The word Freedom means the state of being free. This is almost as unhelpful as the first definition, but being free contrasts being confined or restrained. This agrees with the sentiment of the normal use of the word as well. When we say freedom (in the creative context) we mean something autonomous, something that "can do whatever it wants."
They don't always go together.
I have a creative job. I create things for a living. I bring things into being that would not have otherwise ordinarily developed naturally. I come up with things that my clients can't or won't come up with on their own. People assume that because my job is creative that I have a lot of freedom in my job. That's simply not true. I don't have a boss; I have hundreds of them, and they decide everyday whether or not they will pay me. I have deadlines, guidelines, standards, requirements, trends and even preferences constraining all of my projects. On any given project, I only get to have my way with about a third of it because my client and their clients must be considered as well. I am and must be creative, but I am not and cannot very often be free.
When I am free, when I do get to do whatever I want, I am usually not very creative. Creativity is hard work; it is mentally and physically taxing. To be creative for a living—as something you have to do—you must take time to recuperate when you get a chance to do something that you want to do. I don't paint nearly as often as I once did. I don't write nearly as often as I once did. Why? Because when I am free to do what I want, I just want to read or play with my kids or wrestle with my dog or talk to my wife. These things aren't creative per se, but they replenish and inspire me for the next day of necessary creativity. When I am free, I do the things that revive the soul rather than things that express the soul. When I am free, I am not often creative.
Even when they do, they don't.
My college days were a time of heightened freedom and creativity. I was free to do what I wanted whenever I wanted (which is why I went to class so seldom). I wrote a lot, and I painted a lot, and I drank a lot of coffee. It is easy to assume that my heightened freedom was the cause of my heightened creativity, but nothing could be further from the truth. I painted, not because I was free to do so, but because I absolutely had to paint. The constraint, though self-imposed, was real. I wrote, not because I was free to express myself, but because I would die if I didn't. Even my progress was fueled by constrains rather than freedom. I experimented with different styles and mediums all the time because of the self-imposed constraints of the past. I refused to do the same thing twice.
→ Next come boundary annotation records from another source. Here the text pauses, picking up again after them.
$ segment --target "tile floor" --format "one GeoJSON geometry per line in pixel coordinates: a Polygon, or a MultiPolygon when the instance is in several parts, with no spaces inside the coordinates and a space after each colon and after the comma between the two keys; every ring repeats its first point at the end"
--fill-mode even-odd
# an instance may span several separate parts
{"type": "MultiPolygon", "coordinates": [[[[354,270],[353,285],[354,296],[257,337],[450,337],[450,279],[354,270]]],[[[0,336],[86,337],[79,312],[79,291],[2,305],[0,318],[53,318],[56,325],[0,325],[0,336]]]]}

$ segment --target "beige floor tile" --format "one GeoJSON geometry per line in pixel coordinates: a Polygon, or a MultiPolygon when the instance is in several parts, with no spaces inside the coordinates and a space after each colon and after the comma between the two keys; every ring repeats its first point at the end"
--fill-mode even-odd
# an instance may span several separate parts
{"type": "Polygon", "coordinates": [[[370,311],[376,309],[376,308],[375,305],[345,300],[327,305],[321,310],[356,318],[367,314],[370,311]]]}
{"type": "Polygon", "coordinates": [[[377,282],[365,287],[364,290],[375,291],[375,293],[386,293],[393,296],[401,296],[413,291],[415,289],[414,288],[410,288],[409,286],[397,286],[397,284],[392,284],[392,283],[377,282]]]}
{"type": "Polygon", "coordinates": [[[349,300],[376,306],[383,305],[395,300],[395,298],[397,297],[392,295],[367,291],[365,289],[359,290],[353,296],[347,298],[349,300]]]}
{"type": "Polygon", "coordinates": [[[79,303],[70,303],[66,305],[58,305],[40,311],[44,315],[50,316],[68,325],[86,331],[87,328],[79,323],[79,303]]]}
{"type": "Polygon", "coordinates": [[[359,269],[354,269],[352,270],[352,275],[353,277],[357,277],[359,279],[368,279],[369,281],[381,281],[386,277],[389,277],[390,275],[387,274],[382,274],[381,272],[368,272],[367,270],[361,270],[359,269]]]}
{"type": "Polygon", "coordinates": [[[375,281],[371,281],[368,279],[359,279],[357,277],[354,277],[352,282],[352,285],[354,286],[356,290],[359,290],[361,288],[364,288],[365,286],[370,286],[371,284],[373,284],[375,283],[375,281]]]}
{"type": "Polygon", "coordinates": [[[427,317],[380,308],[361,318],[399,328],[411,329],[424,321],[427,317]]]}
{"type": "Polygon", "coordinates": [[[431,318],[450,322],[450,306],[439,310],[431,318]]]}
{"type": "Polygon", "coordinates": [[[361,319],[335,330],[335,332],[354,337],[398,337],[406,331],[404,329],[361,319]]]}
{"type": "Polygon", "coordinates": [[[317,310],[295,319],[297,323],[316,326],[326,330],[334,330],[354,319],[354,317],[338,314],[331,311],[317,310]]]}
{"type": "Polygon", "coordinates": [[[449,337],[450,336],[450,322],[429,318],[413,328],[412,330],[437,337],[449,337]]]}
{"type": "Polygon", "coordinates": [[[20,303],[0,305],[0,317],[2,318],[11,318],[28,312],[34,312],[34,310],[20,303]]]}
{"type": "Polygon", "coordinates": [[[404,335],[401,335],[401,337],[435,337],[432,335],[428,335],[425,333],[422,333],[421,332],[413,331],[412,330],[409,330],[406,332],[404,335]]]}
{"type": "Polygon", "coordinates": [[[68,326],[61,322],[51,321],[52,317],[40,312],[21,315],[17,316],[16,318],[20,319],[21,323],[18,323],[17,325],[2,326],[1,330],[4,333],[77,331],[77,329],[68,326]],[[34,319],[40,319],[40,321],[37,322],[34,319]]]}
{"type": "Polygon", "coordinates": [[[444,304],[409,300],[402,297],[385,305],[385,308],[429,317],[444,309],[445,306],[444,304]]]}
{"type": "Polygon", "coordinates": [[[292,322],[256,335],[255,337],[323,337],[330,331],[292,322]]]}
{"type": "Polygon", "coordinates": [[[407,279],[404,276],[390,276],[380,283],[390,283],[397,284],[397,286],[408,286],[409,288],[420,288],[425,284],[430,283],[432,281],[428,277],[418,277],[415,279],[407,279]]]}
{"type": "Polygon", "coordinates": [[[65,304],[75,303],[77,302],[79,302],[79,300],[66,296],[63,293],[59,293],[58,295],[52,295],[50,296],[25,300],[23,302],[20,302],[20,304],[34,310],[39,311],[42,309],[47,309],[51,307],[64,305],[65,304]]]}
It seems backwards, doesn't it?
It might seem backwards, but when we truly feel free (the emphasis here is on feel) we tend to be less creative. When we are free, we tend to relax, and creativity is hard work. Necessity, however, makes us work. Restraints demand more creativity. Here is a quick exercise to illustrate the point.
Project A: Tell me about your company.
Guidelines: None.
Deadline: None.
Project B: Tell me about you company.
Guidelines: You may only use one sentence.
Deadline: 5 minutes.
OK, on which one were you more creative? Neither, right? 'Cause you didn't do them—you didn't have to.
Let's pretend that you did do them. Project A would have yielded either a disorganized stream of consciousness or a wrote elevator speech that you have rehearsed time and time again. Project B would have yielded carefully chosen words that are meant to convey and compel more than your normative speech. It would have brought into being a new way of expressing something very old that would not have ordinarily developed naturally. In short, it would have been more creative.